The Department of Energy is developing five generations of high-performance computers as a part of its stockpile stewardship program with a goal of reaching 100 teraOps by 2004. Blue Mountain is the second of two DOE computers built with a peak speed of at least 3 teraOps. The first, Pacific Blue -- developed by IBM and located at DOE's Lawrence Livermore National Laboratory -- has not yet been tested on Linpack. The Silicon Graphics Blue Mountain and the IBM-designed Pacific Blue systems use different computer architecture/system designs to reach these high speeds. Both computers were completed ahead of schedule and on budget.

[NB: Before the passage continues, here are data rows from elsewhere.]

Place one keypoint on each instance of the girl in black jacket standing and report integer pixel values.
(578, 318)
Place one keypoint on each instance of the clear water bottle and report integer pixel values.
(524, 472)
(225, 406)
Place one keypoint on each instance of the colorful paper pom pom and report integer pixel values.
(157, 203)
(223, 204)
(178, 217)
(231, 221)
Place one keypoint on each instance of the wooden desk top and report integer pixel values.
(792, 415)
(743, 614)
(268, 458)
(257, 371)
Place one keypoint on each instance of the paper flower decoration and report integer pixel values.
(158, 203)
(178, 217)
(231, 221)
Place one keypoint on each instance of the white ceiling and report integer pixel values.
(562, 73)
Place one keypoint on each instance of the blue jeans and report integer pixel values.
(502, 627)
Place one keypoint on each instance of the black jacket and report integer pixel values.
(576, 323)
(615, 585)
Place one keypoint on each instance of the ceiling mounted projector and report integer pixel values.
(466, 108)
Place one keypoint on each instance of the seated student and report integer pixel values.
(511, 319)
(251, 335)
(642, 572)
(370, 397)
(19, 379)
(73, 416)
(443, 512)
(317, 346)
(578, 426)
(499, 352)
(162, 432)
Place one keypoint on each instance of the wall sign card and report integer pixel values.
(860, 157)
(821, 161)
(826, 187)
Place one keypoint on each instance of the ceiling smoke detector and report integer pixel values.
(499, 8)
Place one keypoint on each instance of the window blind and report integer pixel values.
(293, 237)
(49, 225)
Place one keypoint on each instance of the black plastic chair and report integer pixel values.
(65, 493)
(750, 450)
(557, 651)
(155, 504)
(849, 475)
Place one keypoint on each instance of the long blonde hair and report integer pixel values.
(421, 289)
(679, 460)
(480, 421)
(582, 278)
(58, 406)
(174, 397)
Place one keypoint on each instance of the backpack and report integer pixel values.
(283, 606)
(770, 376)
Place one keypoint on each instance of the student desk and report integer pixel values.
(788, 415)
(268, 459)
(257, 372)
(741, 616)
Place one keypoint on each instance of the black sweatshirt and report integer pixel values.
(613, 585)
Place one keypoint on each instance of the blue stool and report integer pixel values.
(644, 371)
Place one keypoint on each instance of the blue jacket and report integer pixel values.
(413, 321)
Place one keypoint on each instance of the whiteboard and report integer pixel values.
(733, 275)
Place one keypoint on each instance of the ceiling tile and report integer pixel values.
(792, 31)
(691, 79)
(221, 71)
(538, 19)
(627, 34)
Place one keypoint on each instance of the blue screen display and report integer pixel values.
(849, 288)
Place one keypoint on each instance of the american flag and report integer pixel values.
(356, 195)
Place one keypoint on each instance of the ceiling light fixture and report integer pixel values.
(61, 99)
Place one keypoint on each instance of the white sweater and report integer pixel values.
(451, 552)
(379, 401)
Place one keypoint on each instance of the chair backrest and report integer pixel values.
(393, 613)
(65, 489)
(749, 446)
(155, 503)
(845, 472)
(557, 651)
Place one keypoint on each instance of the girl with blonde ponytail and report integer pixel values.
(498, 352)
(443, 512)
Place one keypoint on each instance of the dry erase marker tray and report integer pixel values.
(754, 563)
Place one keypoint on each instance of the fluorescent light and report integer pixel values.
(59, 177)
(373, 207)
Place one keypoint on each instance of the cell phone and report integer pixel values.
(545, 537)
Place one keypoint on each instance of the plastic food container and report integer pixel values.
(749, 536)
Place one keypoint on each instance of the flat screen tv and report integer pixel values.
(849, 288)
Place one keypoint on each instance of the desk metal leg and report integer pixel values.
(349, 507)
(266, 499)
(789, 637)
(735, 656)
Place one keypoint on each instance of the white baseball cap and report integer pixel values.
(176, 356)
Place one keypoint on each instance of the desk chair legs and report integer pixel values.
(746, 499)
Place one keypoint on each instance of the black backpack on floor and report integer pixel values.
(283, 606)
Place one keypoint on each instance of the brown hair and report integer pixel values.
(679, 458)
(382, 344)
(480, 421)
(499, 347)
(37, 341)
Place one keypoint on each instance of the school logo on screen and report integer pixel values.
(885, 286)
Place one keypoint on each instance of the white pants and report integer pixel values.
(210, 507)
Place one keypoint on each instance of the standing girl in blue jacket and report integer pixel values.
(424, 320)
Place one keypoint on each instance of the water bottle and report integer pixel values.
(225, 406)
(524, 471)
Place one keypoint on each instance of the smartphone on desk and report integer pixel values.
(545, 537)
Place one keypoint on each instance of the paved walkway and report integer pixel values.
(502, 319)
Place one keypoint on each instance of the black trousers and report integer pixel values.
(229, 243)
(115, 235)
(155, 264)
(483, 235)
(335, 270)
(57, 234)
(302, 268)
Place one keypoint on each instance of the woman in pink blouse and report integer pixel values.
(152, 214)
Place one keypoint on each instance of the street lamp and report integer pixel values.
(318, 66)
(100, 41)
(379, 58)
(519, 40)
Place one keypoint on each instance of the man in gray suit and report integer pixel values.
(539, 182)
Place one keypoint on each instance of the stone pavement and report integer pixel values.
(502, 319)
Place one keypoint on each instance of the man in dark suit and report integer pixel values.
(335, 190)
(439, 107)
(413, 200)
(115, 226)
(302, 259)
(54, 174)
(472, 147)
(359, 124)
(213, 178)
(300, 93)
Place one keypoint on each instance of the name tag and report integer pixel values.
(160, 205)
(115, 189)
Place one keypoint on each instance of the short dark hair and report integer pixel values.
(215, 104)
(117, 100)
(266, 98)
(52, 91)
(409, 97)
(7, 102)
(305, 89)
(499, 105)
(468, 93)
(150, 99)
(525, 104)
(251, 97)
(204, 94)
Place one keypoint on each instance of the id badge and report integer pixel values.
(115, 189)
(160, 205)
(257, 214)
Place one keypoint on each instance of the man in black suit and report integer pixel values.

At the heart of Blue Mountain are 48 commercially available Silicon Graphics® Cray® Origin2000TM servers containing a total of 6,144 processors. Blue Mountain is organized into 48, 128-processor shared memory multi-processors, or SMPs. The system is designed so the cluster of 48 SMPs - all commercially available servers - behave like a single computer. These 48 SMPs can communicate with each other at world-record sustained speeds in excess of 650 gigabits a second. Blue Mountain's 128-processor, 16-pipe Onyx2TM InfiniteReality® visualization capability is especially valuable because it is an integral part of Blue Mountain, not a separate unit. This visualization capability is twice that of the former record-holding visualization supercomputer, another system developed by Silicon Graphics.